By mid-February, I began longing to see my kids' kneecaps again, craved barefoot walks to fetch the paper. I missed the sight of bikes and scooters, the splash of puddles, the joy of heading outside to burn off some energy. I loved our fireplace but wanted a campfire. Frankly, we all needed space.
And just when we thought winter would last forever, the pear trees bloomed. Tulips and irises rose from the dirt.
We sifted through piles of spring clothes for our annual wardrobe inventory and discovered again that nothing fit. Children, like daffodils, stretch and grow even when you're not watching.
My first child, my girl, was born in the winter, and I joked that I only saw her during baths and diaper changes. She spent her first months bundled head to toe, her fuzzy head covered with hats, her toes tucked into full-length sleepers. Our drafty old house and the relentless north wind conspired to keep us self-contained, if not separate.

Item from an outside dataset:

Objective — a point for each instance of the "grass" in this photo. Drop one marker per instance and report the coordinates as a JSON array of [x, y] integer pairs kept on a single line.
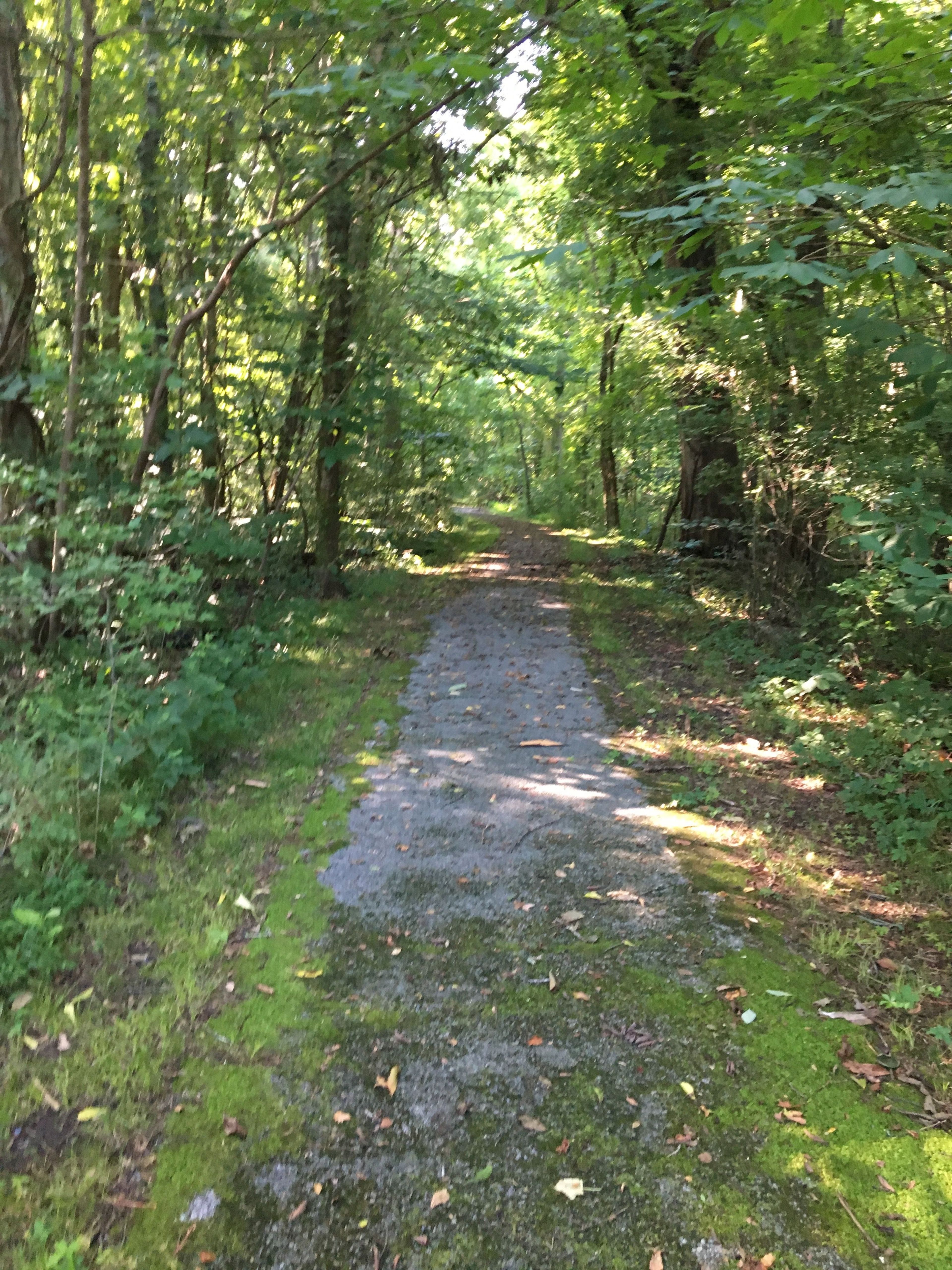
[[167, 1030], [169, 1052]]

But oh, that first spring! I remember peeling off layers down to her onesie, lying Hannah on a blanket in the yard and watching her chubby legs pump up and down in the sunshine. Unfettered at last.
Now every spring harkens back to that one, my first as a mother. I think about new life, new adventures, sunshine and second chances.
I look for ways to teach my kids about nature. We make "bracelets" by sticking dandelions and seed pods to double-sided tape. We feed the birds. We stalk squirrels with our cameras. We plant flowers. We breathe deeply.
Just this week a friend delivered ringneck snakes in a bucket of dirt. We held them and watched them wriggle — 9-year-old Jack much braver than I — before releasing them at a nearby creek.
Spring means sunshine and outstretched arms, gentle breezes, room to roam. Days are longer. Life is good.
And once again, I'm as sappy as the trees.